The study on African countries that I have spoken about builds on models that we created in the SOUTHMOD project. Over the last five years, we worked with partners in participating countries, who are experts of the local tax and social protection systems. We in turn bring the knowledge on such models, software, and a lot of experience from other countries to the table. Even before COVID-19 we had a lot of video conferences and also travelled to partner countries when working on these models together with our partners.
We maintain the models by updating policies and data used by the models on a regular basis. In a nutshell, the models help you understand how government policies affect people’s incomes and ultimately consumption at the household level, and with that, questions of inequality and poverty. The models are also used to inform government policies in a direct manner, for example, when a government thinks of a policy reform and how much the reform would cost.
How does the work in the SOUTHMOD project but also UNU-WIDER’s work with tax authorities in the developing world practically look like?
When collaborating with tax authorities and similarly in the SOUTHMOD project, we work with national teams in each country to empower them with the knowledge and support that they need. In SOUTHMOD we also offer different types of trainings in each country so that people in government or academia can come to a few days’ training and learn the ropes of the models. The models are freely available on our website for non-commercial research. In some countries, we’ve had refresher courses or seminars where we have people in government come with their policy questions and policy reforms that they want to test out.
Policymakers would not care much about a model if it’s outdated. The initial building up of the model is the most intense phase. Subsequently, we increasingly see the national teams become more independent. The idea is to create a community of practitioners in each country and across countries. Increasingly, this knowledge spreads. Most of these countries don’t have any such tools at their disposal, which is a very common tool for developed countries to have.
Speaking of impact, how has your work with government authorities supported policymakers in those countries?
Getting new data is very expensive and can be a lengthy process. In a sister project, we work with tax authorities in Africa to make greater use of the data that they are already collecting. Whenever you file a tax return, you’re providing information to the government. That way data is being generated at very low cost compared to data collection in its own right.
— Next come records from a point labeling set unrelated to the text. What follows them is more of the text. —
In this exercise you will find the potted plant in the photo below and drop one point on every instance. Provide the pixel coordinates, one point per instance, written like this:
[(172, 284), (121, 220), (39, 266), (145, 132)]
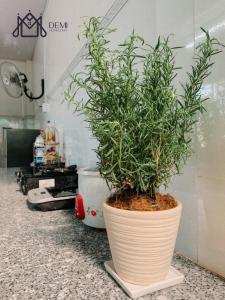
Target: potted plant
[(144, 132)]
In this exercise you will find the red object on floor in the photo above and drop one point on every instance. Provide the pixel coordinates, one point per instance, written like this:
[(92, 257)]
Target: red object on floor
[(79, 207)]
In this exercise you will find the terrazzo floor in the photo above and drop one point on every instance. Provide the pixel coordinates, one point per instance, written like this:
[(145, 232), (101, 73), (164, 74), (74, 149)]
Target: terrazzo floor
[(51, 255)]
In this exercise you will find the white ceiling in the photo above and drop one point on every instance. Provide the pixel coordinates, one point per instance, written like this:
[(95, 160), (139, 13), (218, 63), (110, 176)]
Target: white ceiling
[(18, 48)]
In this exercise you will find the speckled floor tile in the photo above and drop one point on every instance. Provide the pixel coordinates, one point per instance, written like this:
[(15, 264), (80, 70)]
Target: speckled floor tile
[(51, 255)]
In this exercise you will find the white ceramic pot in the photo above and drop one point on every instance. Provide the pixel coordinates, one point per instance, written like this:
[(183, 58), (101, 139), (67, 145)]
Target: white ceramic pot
[(94, 191), (142, 242)]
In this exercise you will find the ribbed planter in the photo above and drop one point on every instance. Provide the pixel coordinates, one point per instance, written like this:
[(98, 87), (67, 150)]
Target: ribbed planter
[(142, 242)]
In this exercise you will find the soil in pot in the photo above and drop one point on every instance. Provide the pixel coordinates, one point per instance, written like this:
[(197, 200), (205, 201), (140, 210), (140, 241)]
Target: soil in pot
[(131, 201)]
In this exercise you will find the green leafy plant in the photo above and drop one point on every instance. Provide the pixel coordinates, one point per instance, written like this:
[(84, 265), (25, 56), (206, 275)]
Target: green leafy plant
[(141, 123)]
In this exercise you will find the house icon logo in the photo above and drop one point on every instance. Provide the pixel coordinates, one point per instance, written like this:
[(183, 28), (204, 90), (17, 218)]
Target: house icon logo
[(29, 26)]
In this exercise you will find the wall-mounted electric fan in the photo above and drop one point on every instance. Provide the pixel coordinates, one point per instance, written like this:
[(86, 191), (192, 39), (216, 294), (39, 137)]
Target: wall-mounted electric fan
[(14, 82)]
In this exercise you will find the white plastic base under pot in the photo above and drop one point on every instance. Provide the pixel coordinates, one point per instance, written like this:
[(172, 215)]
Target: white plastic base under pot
[(94, 191), (174, 277)]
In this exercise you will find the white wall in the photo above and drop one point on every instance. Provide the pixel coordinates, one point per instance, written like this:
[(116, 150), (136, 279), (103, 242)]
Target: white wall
[(15, 113), (201, 187), (19, 107)]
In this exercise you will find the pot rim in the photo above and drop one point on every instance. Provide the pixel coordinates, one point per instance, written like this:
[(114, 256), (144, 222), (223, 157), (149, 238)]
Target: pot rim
[(132, 212)]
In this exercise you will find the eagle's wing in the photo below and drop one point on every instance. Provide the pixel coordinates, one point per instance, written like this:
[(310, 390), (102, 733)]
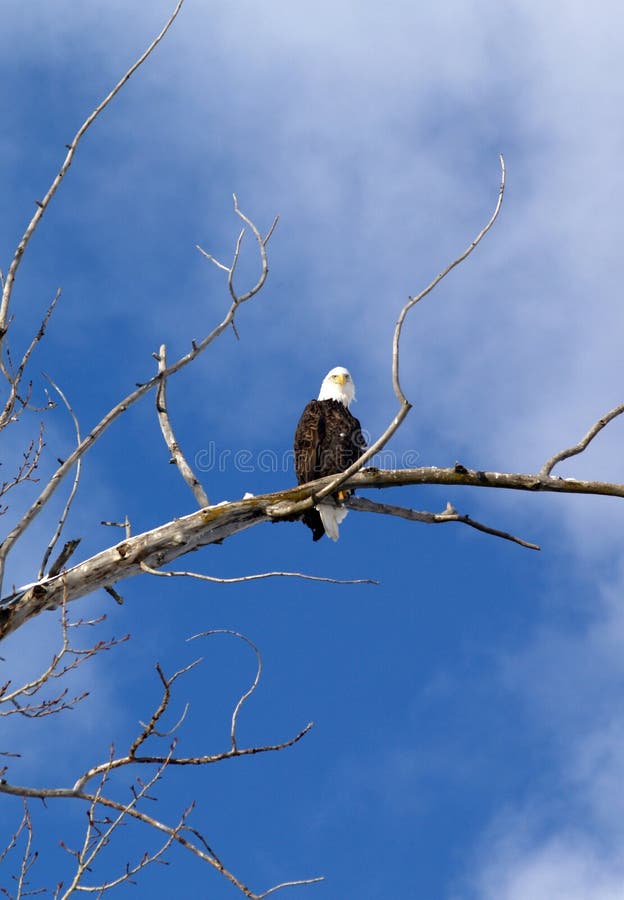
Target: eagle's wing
[(309, 437)]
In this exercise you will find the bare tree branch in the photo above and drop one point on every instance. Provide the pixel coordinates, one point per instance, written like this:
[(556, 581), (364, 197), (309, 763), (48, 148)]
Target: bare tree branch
[(99, 831), (28, 466), (72, 493), (165, 426), (14, 378), (550, 464), (259, 577), (19, 700), (450, 514), (214, 524), (42, 205), (123, 405), (404, 404)]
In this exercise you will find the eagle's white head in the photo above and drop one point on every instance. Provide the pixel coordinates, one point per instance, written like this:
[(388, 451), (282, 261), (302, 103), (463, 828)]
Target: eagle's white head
[(338, 385)]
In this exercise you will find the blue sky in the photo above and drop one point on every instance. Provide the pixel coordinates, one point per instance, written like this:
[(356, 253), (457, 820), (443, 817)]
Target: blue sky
[(469, 722)]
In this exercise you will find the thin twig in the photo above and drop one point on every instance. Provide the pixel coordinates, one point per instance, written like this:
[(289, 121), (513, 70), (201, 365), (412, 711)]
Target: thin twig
[(167, 430), (42, 205), (14, 380), (72, 493), (123, 406), (404, 404), (550, 464), (257, 577), (450, 514)]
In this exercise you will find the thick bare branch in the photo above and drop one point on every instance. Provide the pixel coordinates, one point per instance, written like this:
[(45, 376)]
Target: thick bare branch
[(450, 514), (165, 426), (214, 524), (404, 404)]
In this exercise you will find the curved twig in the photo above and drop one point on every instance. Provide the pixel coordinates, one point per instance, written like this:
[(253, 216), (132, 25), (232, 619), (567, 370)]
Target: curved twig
[(165, 426), (42, 205), (256, 577), (556, 458), (450, 514), (120, 408), (254, 684), (404, 404), (72, 493)]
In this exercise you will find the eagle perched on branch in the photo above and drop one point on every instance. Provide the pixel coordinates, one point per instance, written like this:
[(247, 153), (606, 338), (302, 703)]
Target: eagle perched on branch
[(328, 440)]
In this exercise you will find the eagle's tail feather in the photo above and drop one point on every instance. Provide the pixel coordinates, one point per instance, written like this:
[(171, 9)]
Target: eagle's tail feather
[(331, 517)]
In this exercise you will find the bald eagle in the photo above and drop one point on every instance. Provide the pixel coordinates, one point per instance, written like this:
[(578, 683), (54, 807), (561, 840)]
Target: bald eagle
[(328, 440)]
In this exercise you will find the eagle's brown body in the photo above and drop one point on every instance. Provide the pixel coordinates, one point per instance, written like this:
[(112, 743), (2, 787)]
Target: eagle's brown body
[(328, 440)]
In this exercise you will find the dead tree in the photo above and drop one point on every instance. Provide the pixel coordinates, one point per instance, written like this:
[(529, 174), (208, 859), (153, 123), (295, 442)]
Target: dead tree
[(58, 583)]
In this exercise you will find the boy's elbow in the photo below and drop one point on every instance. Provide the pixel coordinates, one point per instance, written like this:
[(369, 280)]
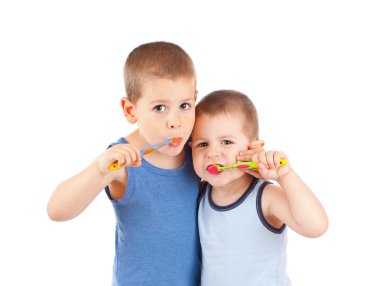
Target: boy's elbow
[(54, 214), (318, 229)]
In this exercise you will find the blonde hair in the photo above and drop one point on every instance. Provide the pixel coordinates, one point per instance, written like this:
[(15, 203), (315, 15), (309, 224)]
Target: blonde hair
[(155, 60), (231, 102)]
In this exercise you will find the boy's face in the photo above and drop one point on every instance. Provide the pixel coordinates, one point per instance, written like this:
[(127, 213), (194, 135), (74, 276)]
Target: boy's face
[(165, 110), (218, 139)]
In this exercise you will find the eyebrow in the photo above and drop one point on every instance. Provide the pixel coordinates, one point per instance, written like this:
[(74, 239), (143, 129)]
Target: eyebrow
[(166, 100)]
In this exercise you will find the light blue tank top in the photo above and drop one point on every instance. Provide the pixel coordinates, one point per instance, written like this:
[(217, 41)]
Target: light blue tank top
[(239, 247), (157, 241)]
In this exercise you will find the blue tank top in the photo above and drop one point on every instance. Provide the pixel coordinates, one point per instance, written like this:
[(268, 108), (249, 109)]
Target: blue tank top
[(157, 241), (239, 247)]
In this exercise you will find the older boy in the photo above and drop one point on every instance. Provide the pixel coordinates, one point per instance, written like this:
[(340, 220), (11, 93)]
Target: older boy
[(157, 240)]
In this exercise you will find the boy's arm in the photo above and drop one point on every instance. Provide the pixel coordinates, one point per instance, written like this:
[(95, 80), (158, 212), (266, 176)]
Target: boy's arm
[(73, 195), (293, 203)]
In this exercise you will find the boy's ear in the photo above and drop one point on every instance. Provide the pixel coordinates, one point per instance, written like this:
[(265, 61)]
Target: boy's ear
[(257, 144), (129, 110)]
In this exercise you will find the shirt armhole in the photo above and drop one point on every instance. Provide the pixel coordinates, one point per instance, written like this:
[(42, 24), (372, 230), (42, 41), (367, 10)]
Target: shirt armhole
[(261, 214)]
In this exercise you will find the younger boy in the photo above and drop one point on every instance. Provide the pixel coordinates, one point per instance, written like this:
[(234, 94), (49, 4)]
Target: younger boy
[(157, 241), (242, 219)]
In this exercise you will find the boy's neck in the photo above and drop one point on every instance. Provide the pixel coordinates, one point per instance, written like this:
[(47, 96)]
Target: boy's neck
[(156, 158)]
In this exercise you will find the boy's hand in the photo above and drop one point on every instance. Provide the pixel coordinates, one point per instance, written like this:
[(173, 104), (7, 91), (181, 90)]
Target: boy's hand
[(246, 155), (124, 154), (269, 165)]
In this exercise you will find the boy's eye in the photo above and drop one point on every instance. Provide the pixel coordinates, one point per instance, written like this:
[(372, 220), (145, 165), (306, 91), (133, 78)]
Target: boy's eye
[(227, 142), (202, 144), (185, 106), (160, 108)]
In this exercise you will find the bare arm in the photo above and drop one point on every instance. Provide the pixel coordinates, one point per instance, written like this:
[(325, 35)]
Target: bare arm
[(73, 195), (293, 203)]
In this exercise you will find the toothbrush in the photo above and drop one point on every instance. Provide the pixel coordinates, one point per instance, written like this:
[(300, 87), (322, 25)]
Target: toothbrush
[(149, 149), (213, 169)]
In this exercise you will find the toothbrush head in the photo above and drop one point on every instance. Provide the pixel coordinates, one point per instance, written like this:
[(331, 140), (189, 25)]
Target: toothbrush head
[(213, 169), (176, 140)]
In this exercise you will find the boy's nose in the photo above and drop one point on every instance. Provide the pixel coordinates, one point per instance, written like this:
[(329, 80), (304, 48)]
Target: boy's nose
[(213, 152), (174, 121)]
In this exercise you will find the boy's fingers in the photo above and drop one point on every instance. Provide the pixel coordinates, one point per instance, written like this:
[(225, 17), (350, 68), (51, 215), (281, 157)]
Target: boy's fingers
[(262, 159)]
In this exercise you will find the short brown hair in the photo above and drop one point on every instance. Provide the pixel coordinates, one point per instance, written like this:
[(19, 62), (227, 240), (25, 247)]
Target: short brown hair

The tax authority can use these administrative data to better understand, for example, how a tax reform affects different people and how they respond to it. There are a variety of ways to use such data to provide evidence for policymakers.
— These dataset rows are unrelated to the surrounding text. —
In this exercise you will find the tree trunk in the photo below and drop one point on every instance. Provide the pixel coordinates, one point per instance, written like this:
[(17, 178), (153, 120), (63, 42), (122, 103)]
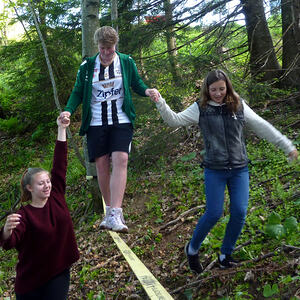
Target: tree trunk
[(290, 14), (90, 22), (171, 41), (114, 14), (263, 61)]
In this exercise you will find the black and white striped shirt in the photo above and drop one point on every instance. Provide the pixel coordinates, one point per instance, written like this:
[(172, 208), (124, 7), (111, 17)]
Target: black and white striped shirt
[(108, 94)]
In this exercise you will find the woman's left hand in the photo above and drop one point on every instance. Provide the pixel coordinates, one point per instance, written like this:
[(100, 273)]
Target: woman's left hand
[(153, 94), (63, 121), (293, 155)]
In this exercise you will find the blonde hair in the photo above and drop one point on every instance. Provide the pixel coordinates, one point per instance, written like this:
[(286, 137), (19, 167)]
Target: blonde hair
[(232, 99), (106, 35), (26, 179)]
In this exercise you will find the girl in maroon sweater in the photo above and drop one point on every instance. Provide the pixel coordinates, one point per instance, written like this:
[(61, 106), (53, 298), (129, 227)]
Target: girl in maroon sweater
[(42, 231)]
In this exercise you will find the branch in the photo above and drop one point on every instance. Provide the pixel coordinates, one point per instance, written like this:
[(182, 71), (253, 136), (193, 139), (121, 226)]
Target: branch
[(181, 216)]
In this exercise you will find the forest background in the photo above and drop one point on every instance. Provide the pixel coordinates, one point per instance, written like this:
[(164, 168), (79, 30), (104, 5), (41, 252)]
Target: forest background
[(174, 43)]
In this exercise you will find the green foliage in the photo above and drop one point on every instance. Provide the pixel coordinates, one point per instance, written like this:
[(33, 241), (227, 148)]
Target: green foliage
[(12, 126), (275, 229), (270, 290)]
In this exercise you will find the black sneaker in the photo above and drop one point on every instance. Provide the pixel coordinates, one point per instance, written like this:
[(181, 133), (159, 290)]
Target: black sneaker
[(227, 262), (193, 260)]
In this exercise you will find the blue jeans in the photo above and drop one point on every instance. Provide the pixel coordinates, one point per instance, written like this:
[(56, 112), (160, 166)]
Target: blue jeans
[(237, 182)]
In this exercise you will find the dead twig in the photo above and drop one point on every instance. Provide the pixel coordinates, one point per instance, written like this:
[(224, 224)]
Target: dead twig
[(180, 217)]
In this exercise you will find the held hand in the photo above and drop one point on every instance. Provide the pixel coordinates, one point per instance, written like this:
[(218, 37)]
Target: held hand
[(153, 94), (11, 223), (63, 120), (293, 155)]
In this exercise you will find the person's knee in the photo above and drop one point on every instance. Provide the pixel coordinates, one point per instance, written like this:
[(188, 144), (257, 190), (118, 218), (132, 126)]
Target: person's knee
[(213, 216), (120, 159)]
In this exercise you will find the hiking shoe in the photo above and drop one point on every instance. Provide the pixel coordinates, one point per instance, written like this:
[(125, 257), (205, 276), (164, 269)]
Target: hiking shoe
[(193, 260), (227, 262), (115, 221), (103, 224)]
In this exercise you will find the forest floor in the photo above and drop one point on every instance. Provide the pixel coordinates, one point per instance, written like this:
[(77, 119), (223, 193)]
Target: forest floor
[(162, 205)]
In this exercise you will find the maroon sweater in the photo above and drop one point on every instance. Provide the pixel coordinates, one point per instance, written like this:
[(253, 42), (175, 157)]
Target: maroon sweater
[(45, 238)]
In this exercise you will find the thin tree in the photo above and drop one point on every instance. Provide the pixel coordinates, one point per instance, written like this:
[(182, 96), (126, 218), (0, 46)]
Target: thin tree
[(290, 15), (52, 77), (263, 60)]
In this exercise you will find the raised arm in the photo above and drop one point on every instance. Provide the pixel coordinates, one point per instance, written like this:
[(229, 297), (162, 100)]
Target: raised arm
[(12, 221), (185, 118), (63, 121), (267, 131)]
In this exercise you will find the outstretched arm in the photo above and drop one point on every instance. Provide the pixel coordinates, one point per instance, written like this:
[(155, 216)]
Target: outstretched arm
[(63, 121), (11, 223), (153, 94)]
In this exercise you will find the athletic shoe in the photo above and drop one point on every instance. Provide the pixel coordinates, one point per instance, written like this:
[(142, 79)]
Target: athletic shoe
[(193, 260), (103, 224), (227, 262), (114, 221)]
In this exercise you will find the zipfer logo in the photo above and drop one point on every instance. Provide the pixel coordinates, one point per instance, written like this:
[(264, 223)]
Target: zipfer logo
[(112, 92)]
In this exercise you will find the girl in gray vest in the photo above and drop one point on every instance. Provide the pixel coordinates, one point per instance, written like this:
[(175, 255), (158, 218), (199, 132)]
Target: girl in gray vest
[(222, 115)]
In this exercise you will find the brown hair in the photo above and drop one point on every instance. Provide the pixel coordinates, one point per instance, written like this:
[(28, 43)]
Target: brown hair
[(27, 178), (106, 35), (232, 99)]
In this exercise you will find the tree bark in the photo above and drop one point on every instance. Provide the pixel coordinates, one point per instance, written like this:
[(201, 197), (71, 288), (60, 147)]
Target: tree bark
[(290, 14), (90, 22), (171, 41), (263, 61)]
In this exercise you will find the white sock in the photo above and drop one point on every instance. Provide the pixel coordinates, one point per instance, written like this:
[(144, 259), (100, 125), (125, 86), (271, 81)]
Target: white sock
[(192, 251)]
In Uganda, for example, there was interest in how taxes affect small businesses. Using both the models and the tax authority’s own administrative tax data, we help them bring all the information together to increase their understanding on what the implications of different tax reforms are for tax revenue but also poverty and inequality.
On the occasion of UN Day, what are your hopes and wishes as we journey towards 2030, a landmark year for the Agenda for Sustainable Development?
To start out, I think it’s been a challenging agenda that was put forth. Of course, at that time no one was thinking such a pandemic would strike us. We need to be even smarter than before about where we put our efforts in trying to achieve as much as we can. There are quite well-founded fears that we are actually reverting on some of the progress that we had already made.
It will be ever more important for developing countries to have a voice and to mobilise their own resources. While donor money is important, in the medium to the long term, it is not the best solution. With COVID-19 we know that the fiscal space of countries including developed countries, has shrunk even further. This makes the challenges ahead even harder, but it has also become ever more obvious that countries need to become more independent.